This is the way how we solve this (since more than 15 years, when even the term "domain driven design" was not invented):

  • when mapping the domain model to a database implementation or a class model in a specific programming language, you have a simple, consistent rule like "for each domain object mapped to a relational table, the primary key is "TablenameID".
  • this primary key is completely artificial, it has always the same type, and no business meaning - just a surrogate key
  • the "graphical version" of your domain model (the one you use to talk to your domain experts) does not contain primary keys.

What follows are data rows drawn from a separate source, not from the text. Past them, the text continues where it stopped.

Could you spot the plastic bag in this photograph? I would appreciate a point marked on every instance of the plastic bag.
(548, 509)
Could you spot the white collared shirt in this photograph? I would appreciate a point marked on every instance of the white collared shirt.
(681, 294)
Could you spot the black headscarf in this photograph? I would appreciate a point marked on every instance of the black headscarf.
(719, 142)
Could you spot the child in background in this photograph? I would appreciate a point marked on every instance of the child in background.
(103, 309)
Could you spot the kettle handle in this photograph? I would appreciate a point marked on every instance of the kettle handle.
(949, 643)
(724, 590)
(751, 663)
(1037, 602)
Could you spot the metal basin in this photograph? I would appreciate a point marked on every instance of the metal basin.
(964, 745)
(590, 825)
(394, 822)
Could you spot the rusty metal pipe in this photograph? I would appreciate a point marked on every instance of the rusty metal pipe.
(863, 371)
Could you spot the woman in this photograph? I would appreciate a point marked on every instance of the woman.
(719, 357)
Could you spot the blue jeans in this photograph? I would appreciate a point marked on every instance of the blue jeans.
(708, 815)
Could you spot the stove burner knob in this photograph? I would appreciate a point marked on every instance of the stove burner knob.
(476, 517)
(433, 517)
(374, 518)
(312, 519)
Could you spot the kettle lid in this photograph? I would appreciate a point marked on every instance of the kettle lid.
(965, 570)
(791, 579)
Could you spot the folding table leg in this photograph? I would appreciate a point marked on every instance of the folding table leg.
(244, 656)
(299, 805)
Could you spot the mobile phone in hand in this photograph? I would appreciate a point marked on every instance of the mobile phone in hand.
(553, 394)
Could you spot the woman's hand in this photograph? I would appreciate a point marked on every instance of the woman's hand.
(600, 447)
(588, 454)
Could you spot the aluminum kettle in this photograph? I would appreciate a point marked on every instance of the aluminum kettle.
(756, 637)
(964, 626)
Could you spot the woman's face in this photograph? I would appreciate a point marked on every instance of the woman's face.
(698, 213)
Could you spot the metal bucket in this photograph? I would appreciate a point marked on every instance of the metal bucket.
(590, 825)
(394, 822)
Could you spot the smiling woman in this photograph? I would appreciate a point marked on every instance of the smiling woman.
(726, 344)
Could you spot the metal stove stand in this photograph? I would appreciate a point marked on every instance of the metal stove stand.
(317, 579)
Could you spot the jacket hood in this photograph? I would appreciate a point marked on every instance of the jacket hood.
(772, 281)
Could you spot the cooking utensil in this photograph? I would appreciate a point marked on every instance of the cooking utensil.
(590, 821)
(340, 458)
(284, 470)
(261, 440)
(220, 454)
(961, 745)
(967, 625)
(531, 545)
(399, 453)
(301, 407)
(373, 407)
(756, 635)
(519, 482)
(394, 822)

You don't expose them directly to the experts (but you expose them to anyone who is actually implementing code for the system).

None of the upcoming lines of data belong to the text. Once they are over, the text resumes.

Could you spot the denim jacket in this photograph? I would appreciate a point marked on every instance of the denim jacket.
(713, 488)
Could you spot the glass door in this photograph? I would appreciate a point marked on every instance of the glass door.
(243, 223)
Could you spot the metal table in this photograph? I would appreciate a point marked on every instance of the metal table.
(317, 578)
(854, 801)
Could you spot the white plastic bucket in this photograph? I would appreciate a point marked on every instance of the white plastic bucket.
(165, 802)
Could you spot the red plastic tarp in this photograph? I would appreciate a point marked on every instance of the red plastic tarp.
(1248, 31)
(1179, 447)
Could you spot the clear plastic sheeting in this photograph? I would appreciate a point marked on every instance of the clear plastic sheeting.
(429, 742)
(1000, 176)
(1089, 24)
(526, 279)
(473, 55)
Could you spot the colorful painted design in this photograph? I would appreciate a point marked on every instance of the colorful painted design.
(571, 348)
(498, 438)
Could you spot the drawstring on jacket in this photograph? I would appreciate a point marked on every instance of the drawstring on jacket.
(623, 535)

So whenever you need a primary key for technical purposes (like mapping relations to a database), you have one available, but as long as you don't want to "see it", change your level of abstraction to the "domain experts model". And you don't have to maintain "two models" (one with PKs and one without); instead, maintain only a model without PKs and use a code generator to create the DDL for your DB, which adds the PK automatically according to the mapping rules.

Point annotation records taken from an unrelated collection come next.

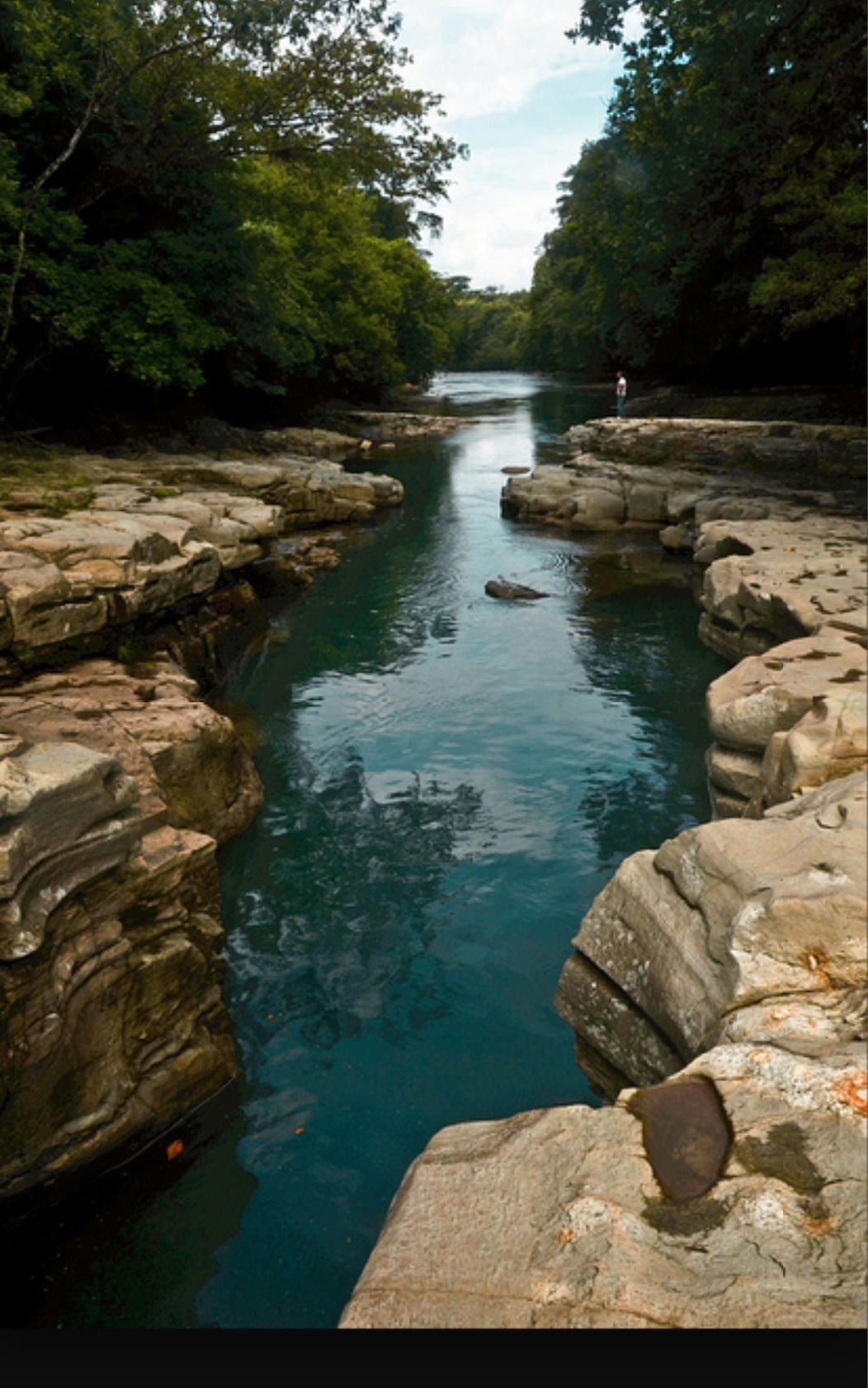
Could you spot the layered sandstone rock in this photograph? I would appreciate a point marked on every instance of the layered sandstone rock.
(786, 720)
(556, 1219)
(117, 786)
(589, 493)
(788, 447)
(148, 545)
(778, 579)
(740, 946)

Note that this does not forbid to add any "business keys" like an additional "OrderNumber", besides the surrogate OrderID. Technically these business keys become alternate keys when mapping to your database. Just avoid using these for creating references to other tables, always prefer using the surrogate keys if possible, this will make things a hell lot easier.

To your comment: using a surrogate key for identifying records is no business-related operation, it is a purely technical operation. To make this clear, look at your example: as long as you don't define additional unique-contraints, it would be possible to have two VoIPProvider objects with the same combination of (name,url), but different VoIPProviderIDs.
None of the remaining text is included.